Naturally, Visa continues to benefit from the secular trend to electronic payments away from cash and checks. Of course, so too does Mastercard.
However, it is business-to-business payments that’s got Kelly excited.
“We’re already the biggest player in the world in (B2B),” Kelly told Barron’s contributor Tae Kim. “Yet I think there is enormous upside. If I use the baseball analogy, we’re probably no more than in the second inning as it relates to the B2B opportunity around the world.”
A new product for Visa in the B2B space that’s sure to drive revenue growth is B2B Connect, the company’s cross-border supplier payments platform to simplify international B2B transactions.
While Visa Direct helps small- and medium-sized businesses process payments across borders, B2B Connect will allow large businesses to process big-ticket transactions efficiently and securely on a global basis.

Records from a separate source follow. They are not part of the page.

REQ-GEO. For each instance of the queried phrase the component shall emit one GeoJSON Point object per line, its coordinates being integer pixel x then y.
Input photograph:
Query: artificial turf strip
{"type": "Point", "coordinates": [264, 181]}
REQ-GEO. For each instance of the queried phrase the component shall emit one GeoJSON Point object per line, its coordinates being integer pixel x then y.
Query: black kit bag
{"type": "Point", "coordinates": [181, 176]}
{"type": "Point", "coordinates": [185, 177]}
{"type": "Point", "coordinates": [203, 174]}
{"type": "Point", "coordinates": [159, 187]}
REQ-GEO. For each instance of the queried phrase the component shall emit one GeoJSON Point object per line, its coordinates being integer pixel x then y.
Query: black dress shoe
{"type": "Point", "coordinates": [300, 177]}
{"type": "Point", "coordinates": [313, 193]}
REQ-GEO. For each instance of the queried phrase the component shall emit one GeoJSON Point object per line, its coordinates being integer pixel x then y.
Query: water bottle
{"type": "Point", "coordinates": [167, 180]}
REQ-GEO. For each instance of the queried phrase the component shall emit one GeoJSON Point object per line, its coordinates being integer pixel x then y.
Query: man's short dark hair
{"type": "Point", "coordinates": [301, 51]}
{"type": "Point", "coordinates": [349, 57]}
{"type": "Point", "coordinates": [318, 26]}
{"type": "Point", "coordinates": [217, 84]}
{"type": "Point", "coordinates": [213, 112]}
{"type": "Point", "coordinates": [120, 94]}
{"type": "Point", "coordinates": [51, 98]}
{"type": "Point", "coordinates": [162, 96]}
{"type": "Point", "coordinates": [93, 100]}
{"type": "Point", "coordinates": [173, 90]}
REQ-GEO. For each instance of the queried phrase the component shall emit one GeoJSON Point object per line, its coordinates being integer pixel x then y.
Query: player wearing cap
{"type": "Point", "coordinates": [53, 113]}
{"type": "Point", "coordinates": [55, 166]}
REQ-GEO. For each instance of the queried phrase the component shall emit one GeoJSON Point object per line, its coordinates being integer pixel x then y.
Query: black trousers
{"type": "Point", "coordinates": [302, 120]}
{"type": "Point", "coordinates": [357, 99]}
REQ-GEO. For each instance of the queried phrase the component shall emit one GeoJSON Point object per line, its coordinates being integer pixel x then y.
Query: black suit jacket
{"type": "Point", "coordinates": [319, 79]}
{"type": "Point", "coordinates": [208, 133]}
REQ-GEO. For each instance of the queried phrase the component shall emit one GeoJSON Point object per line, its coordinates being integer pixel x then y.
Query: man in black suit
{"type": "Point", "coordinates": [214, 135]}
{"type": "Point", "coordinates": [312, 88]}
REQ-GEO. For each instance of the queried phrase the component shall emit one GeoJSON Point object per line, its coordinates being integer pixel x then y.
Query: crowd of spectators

“Visa B2B Connect is a distributed ledger based, non-card platform. Its unique distributed-ledger based architecture enables significantly shorter transaction times, from weeks to one-to-two days,” The Financial reported in mid-May.
Using blockchain architecture, Visa is ready to offer global banks a new alternative for processing high-value transactions.
“B2B Connect’s digital identity greatly reduces the opportunity for fraud that might otherwise exist with checks, ACH and wire transfers today, while also helping companies remain compliant as part of the regulated financial ecosystem,” Kevin Phalen, global head of Visa Business Solutions at Visa, stated last October while discussing B2B Connect’s product details.
Seven months later, it’s close to launching B2B Connect, providing investors with another reason to like Visa stock.
The Big Reason to Own Mastercard
Bigger isn’t necessarily better.
While Mastercard’s market cap is 28% less than Visa and its operating margins are slightly lower — 56% compared to 60% — the fact that’s it smaller makes it nimbler than its bigger rival allowing it to move more quickly when it spots an opportunity.
“It’s smaller in size than its rival Visa but its relative size makes it more nimble, winning the new Apple Card business for example. The global market for electronic payments will continue to grow and MasterCard will continue to grow with it, particularly internationally where a majority of the growth is expected to be generated,” Marketocracy founder Ken Kam wrote in May as part of an interview with analyst John Archer.
Archer, whose Tabernacle Fund’s largest holding is Mastercard at 14% of the portfolio, believes the stock’s current intrinsic value is $230. However, Archer isn’t selling because only 10% of the $22 trillion global market for payments is card-based, providing Mastercard with a long runway for growth.
Mastercard might be smaller than Visa, but that doesn’t make it equally attractive over the long haul.
Although I’ve written more about Visa in this article, there’s little difference between the two stocks.
The only metric besides having higher operating margins that might tilt the decision in Visa’s favor is its debt-to-equity ratio of 0.6, about half that of Mastercard.
As the largest (Visa) and second-largest payment processors in the world, if you don’t mind paying 17 times sales, they’re both excellent long-term holds.
At the time of this writing, Will Ashworth did not hold a position in any of the aforementioned securities.